The boreholes were drilled using a PDC bit. The hydrogeology of the site showed that three aquifers were penetrated and properly sealed to prevent potential cross-contamination by the advanced grout composed of a mixture of 70 percent limestone/dolomite aggregate and 30 percent bentonite. A standard winch and drill truck were used to install the two probes in four hours.
The coaxial pipe comes in 15-foot sections that are fused on site. The fusion process is either done section by section as the pipe is being inserted into the borehole (this option is used in tight lots), or the entire pipe is fused horizontally on the ground before insertion. Using the latter option, the winch truck lifts the entire pipe, which then bends into a large arch to allow insertion into the borehole as gravity takes over (see photo).
A formation thermal conductivity test was performed using the “line source” method of data analysis in the summer month and found a conductivity of 2.02 Btu/hr-ft-oF and the average thermal diffusivity, undisturbed formation temperature, and bore thermal resistance were measured at 1.41 ft2/day, 52.7oF, and 0.118 hr-ft-oF/Btu, respectively.

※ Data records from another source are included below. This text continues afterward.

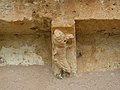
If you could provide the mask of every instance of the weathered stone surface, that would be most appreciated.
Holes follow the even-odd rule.
[[[56,18],[64,15],[76,19],[120,19],[119,0],[0,0],[0,19],[32,19],[32,12]]]
[[[0,35],[0,66],[50,64],[49,43],[49,32],[39,35]]]
[[[0,0],[0,52],[3,48],[18,50],[27,44],[35,49],[35,55],[40,56],[45,63],[51,64],[50,38],[54,36],[54,31],[59,29],[56,37],[62,37],[52,37],[52,40],[57,40],[52,45],[56,50],[54,54],[59,51],[61,56],[56,58],[62,58],[62,61],[57,60],[59,73],[61,68],[65,67],[67,74],[70,71],[76,72],[76,52],[78,71],[120,68],[119,3],[119,0]],[[75,26],[72,26],[74,20]],[[71,44],[71,39],[74,39],[75,46]],[[63,48],[59,48],[59,45]],[[12,53],[9,52],[11,55]],[[67,62],[61,67],[60,62],[63,61],[72,63]],[[1,63],[5,62],[0,57]],[[75,67],[71,69],[70,66]]]
[[[120,21],[76,21],[78,70],[120,68]]]
[[[77,72],[75,23],[56,21],[52,23],[52,67],[56,77],[62,78]]]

Pairing the geoKOAX probes with a variable speed heat pump provides an impressive coefficient of performance of 5.5 and a significant reduction of electric consumption compared to conventional heating or cooling systems. The owner decided to go with geothermal heating and cooling as a safe and comfortable alternative to burning propane gas or other fossil fuels. It is also a quiet and reliable alternative to an air-source heat pump, which can fail to provide a comfortable indoor temperature during days of extreme temperature. The geothermal system provides the energy for space heating during the entire winter at a set-point temperature between 71 and 73 degrees Fahrenheit, as well as 100 percent of hot water. The data log shows some of the data recorded during the coldest three days of the winter 2016-2017 in Pennsylvania with outdoor temperatures well below 20 degrees. The indoor temperature fluctuated around 72 degrees. At the coldest hour (i.e., 2 a.m. Dec. 16), the outdoor temperature reached 2 degrees, the leaving water temperature (LWT) reached 35 degrees at a compressor capacity of 36 percent. Overall, the system has performed as expected during the whole winter. The system will continue to be monitored in order to analyze its performance during this summer.